Non-aggregator and aggregator mojos alike have access to the list of projects in the current reactor, either using ${reactorProjects}, or using ${session}.getSortedProjects(). However, because project dependencies are resolved just-in-time, ahead of the mojo's execution, and according to the mojo's use of the @requiresDependencyResolution annotation, the full list of projects in the session (or the result of the ${reactorProjects} expression) WILL NOT have their dependencies resolved to the scope specified.

Proposed changes for 2.1

Add projects="sub" and projects="all" as qualifiers to the @requiresDependencyResolution annotation

This doesn't represent anything fundamentally different in terms of artifact resolution. What's new is the scope of Maven's resolution efforts. The unqualified scope specification will result in the dependencies of the current project being resolved to that scope. When qualified with 'projects="all"', the same thing happens for all projects in the reactor. Finally, when qualified with 'projects="sub"', dependency resolution for that scope happens for the current project AND its descendant projects. This last qualifier is critical when taken with the changes to accommodate summary mojos (See the discussion on Aggregation, above). In many cases where summary mojos run, they will need information about ONLY those projects that are self-or-descendant for the current project. This helps the summary mojo escape the effects of running the build from an arbitrarily super-level of a large nested build structure.

Backward-compat considerations

The dependency-resolution features of Maven 2.0.x are fairly counter-intuitive when coupled with ${reactorProjects} or ${session}.getSortedProjects(), since it only resolves dependencies for the current project. Since this behavior is still intact by default, it should produce no compatibility problems.

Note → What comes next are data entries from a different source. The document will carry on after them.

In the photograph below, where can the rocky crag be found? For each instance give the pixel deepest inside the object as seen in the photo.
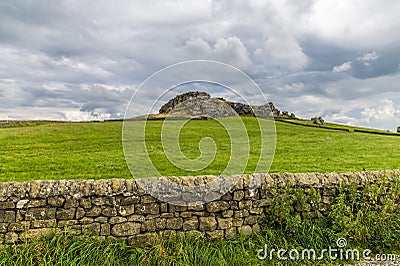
(201, 104)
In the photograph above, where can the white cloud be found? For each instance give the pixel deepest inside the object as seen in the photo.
(342, 68)
(368, 57)
(283, 52)
(68, 60)
(230, 50)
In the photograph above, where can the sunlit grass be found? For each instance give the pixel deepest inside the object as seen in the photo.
(94, 150)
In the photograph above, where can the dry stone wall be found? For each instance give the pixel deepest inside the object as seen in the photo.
(119, 208)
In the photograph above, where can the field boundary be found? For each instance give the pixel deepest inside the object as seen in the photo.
(119, 208)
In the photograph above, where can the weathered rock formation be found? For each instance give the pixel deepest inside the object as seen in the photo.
(200, 104)
(318, 120)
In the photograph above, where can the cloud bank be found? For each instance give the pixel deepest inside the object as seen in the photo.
(72, 60)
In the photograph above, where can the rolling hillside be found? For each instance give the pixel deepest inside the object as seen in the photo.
(93, 150)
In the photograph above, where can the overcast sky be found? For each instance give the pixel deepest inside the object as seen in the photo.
(76, 60)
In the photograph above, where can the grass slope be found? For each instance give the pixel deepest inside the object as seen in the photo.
(94, 150)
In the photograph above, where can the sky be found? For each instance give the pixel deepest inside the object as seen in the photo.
(83, 60)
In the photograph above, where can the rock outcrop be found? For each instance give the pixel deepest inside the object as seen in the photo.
(318, 120)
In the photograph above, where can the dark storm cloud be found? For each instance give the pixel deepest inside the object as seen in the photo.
(75, 59)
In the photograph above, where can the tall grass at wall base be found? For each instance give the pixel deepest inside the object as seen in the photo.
(368, 218)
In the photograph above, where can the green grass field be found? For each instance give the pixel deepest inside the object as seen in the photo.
(94, 150)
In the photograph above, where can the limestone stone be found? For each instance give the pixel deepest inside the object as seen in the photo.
(240, 213)
(224, 223)
(245, 230)
(6, 205)
(207, 223)
(44, 223)
(150, 208)
(227, 213)
(136, 218)
(109, 212)
(215, 234)
(238, 195)
(191, 224)
(22, 203)
(85, 203)
(3, 227)
(126, 210)
(71, 203)
(101, 219)
(148, 226)
(217, 206)
(65, 214)
(11, 238)
(7, 216)
(40, 214)
(95, 211)
(174, 223)
(105, 229)
(230, 233)
(93, 228)
(126, 229)
(80, 212)
(117, 220)
(55, 201)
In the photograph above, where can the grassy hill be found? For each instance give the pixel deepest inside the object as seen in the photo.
(50, 150)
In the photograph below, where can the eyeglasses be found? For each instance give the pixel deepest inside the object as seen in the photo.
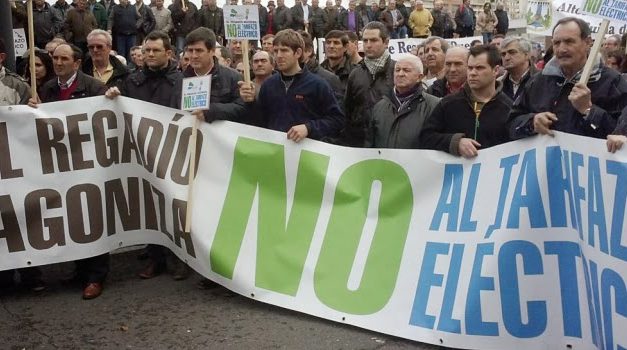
(93, 47)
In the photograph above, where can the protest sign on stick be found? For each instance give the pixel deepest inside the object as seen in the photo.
(607, 10)
(242, 23)
(195, 96)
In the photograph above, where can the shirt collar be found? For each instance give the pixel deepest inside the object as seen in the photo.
(69, 82)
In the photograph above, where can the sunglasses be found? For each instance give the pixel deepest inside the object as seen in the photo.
(93, 47)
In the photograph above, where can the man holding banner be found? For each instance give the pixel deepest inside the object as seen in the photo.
(159, 82)
(555, 100)
(294, 101)
(72, 83)
(225, 101)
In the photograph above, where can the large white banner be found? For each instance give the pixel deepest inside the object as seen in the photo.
(522, 247)
(397, 47)
(543, 15)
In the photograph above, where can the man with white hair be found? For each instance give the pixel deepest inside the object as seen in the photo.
(515, 55)
(397, 119)
(100, 63)
(611, 43)
(455, 64)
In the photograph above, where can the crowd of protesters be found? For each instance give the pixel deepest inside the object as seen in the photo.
(452, 99)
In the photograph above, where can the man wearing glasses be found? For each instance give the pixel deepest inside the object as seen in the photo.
(515, 53)
(101, 64)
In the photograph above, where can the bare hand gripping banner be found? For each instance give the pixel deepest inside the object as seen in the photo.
(522, 247)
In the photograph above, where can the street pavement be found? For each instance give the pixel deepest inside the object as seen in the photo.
(165, 314)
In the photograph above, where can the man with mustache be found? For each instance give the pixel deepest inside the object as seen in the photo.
(456, 66)
(555, 100)
(475, 117)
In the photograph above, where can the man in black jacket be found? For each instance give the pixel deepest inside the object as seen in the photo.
(555, 99)
(398, 118)
(475, 117)
(368, 82)
(159, 83)
(455, 64)
(310, 61)
(515, 53)
(72, 84)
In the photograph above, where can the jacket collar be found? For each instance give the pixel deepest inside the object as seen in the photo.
(553, 69)
(170, 73)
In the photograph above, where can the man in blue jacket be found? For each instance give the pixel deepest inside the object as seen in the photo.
(555, 99)
(295, 101)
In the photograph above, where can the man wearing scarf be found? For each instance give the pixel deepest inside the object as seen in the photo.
(555, 100)
(397, 119)
(371, 79)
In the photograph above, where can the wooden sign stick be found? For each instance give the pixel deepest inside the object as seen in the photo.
(31, 50)
(246, 61)
(191, 176)
(596, 47)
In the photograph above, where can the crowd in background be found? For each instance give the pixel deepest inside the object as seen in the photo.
(453, 99)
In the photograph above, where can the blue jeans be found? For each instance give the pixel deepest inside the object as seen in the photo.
(487, 37)
(124, 44)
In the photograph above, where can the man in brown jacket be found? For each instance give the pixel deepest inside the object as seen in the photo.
(79, 22)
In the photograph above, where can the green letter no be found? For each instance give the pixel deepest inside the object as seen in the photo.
(344, 233)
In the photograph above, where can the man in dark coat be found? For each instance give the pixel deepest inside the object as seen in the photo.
(100, 64)
(307, 108)
(398, 117)
(160, 83)
(555, 99)
(503, 21)
(474, 118)
(368, 82)
(72, 84)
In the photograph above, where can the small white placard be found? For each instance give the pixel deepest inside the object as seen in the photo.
(19, 42)
(241, 22)
(196, 93)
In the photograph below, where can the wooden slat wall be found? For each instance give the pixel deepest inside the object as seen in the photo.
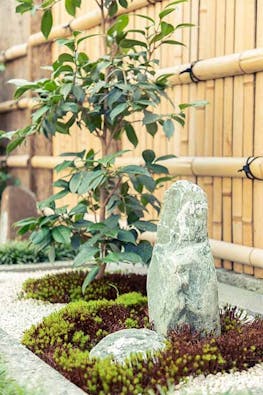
(230, 125)
(227, 126)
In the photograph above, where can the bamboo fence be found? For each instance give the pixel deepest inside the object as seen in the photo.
(224, 52)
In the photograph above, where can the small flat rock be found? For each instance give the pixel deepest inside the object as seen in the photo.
(121, 344)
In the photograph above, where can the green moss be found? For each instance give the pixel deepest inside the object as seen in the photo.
(65, 338)
(66, 287)
(83, 324)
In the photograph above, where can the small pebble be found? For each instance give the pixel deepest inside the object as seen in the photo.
(17, 315)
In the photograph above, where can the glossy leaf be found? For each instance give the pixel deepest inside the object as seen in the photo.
(131, 134)
(46, 23)
(168, 128)
(85, 256)
(61, 234)
(89, 278)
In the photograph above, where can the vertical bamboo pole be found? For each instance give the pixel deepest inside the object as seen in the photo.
(247, 211)
(248, 120)
(258, 143)
(227, 127)
(218, 126)
(242, 138)
(207, 49)
(238, 131)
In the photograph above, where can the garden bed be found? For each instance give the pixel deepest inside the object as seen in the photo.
(234, 379)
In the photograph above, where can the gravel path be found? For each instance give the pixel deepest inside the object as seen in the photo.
(17, 315)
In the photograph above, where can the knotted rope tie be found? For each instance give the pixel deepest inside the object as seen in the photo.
(247, 170)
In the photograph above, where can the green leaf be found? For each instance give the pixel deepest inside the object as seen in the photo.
(131, 134)
(38, 114)
(150, 117)
(113, 8)
(144, 249)
(79, 93)
(120, 24)
(123, 257)
(126, 236)
(71, 6)
(85, 255)
(14, 144)
(146, 17)
(51, 254)
(75, 241)
(65, 57)
(40, 236)
(90, 277)
(75, 182)
(46, 23)
(110, 159)
(145, 226)
(148, 182)
(119, 109)
(61, 184)
(168, 128)
(123, 3)
(166, 12)
(152, 128)
(61, 234)
(21, 8)
(128, 43)
(148, 155)
(133, 169)
(64, 165)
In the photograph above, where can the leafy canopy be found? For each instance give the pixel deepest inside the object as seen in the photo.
(107, 97)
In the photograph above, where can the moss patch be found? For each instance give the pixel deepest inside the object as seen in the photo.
(65, 338)
(66, 287)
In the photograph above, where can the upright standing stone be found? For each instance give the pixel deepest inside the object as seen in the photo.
(181, 282)
(17, 203)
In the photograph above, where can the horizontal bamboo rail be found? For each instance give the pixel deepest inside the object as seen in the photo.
(183, 166)
(229, 251)
(246, 62)
(84, 22)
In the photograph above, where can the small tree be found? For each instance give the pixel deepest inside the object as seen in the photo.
(101, 96)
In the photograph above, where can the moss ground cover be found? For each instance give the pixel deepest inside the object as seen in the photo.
(66, 287)
(65, 338)
(8, 386)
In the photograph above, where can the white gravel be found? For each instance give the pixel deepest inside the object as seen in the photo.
(17, 315)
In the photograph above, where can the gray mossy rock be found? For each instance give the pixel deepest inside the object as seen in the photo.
(181, 281)
(121, 344)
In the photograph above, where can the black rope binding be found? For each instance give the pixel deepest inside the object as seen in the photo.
(190, 70)
(247, 170)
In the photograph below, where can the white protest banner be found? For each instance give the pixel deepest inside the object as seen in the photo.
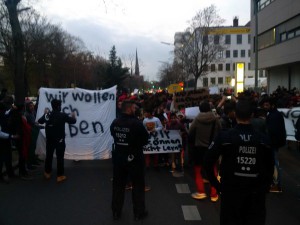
(192, 112)
(95, 110)
(164, 141)
(290, 118)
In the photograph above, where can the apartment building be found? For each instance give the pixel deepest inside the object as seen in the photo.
(237, 49)
(277, 26)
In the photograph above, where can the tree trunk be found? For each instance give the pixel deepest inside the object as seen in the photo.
(17, 36)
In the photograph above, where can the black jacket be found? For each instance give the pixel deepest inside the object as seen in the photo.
(129, 136)
(247, 161)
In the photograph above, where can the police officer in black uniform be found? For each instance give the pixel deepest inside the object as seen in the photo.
(55, 137)
(128, 160)
(246, 170)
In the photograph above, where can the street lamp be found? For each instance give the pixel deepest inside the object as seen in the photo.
(255, 2)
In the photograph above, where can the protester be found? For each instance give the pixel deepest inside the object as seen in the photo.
(202, 131)
(18, 126)
(5, 152)
(175, 124)
(277, 133)
(30, 115)
(55, 137)
(129, 137)
(246, 170)
(228, 116)
(152, 124)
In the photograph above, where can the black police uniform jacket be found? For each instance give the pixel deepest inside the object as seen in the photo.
(55, 124)
(129, 136)
(247, 162)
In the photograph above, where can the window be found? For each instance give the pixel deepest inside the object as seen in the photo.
(213, 80)
(216, 39)
(227, 39)
(243, 53)
(205, 40)
(227, 53)
(227, 66)
(239, 39)
(205, 82)
(235, 53)
(263, 3)
(220, 80)
(220, 67)
(283, 36)
(228, 80)
(266, 39)
(291, 35)
(213, 67)
(220, 54)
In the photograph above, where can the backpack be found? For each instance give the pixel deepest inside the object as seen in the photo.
(297, 130)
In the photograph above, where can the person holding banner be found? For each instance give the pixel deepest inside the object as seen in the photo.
(201, 133)
(129, 137)
(55, 137)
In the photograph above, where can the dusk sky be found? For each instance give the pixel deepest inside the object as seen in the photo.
(135, 24)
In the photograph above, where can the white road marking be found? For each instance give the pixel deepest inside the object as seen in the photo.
(190, 212)
(183, 188)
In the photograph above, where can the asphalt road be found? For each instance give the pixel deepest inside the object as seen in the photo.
(84, 199)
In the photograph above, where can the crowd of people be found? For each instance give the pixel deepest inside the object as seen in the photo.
(245, 162)
(203, 142)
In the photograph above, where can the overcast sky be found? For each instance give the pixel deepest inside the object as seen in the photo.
(135, 24)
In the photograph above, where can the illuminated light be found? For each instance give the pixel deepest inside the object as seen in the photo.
(239, 76)
(232, 82)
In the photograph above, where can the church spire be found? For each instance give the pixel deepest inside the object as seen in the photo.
(137, 68)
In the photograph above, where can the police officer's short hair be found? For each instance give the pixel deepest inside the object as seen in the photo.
(243, 109)
(55, 104)
(126, 104)
(204, 106)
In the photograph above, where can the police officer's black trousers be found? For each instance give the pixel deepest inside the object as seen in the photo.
(243, 208)
(137, 174)
(59, 147)
(6, 157)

The only uncertainty happens when considering whether QDox allows a value that's unattached to an attribute in mixed mode with other values that DO have attributes. For instance:

/**
 * @goal test
 * @requiresDependencyResolution test projects="all"
 */

If this doesn't work, it's no big problem to support two forms of the requiresDependencyResolution annotation. Of course, the old specification would be supported:

/**
 * @goal test
 * @requiresDependencyResolution test
 */

In addition, a new format would be introduced:

/**
 * @goal test
 * @requiresDependencyResolution scope="test" projects="all"
 */
  • No labels

2 Comments

  1. Dependency Resolution vs. Dependency Collection
    Dependency resolution imposes a hard-constraint on the dependencies: they must have already been build. This can make reactor builds fail in certain circumstances (see Enforcer Plugin and Dependency Resolution). Plugins that only require the artifact metadata could also get this metadata from the reactor projects and hence need not fail if a just-about-to-build module has no artifact in the local repo yet. Hence it might be worth to consider the introduction of another mojo annotation that plugins can use to declare that they only need metadata and not the artifacts themselves such that Maven can use the ArtifactCollector instead of the ArtifactResolver.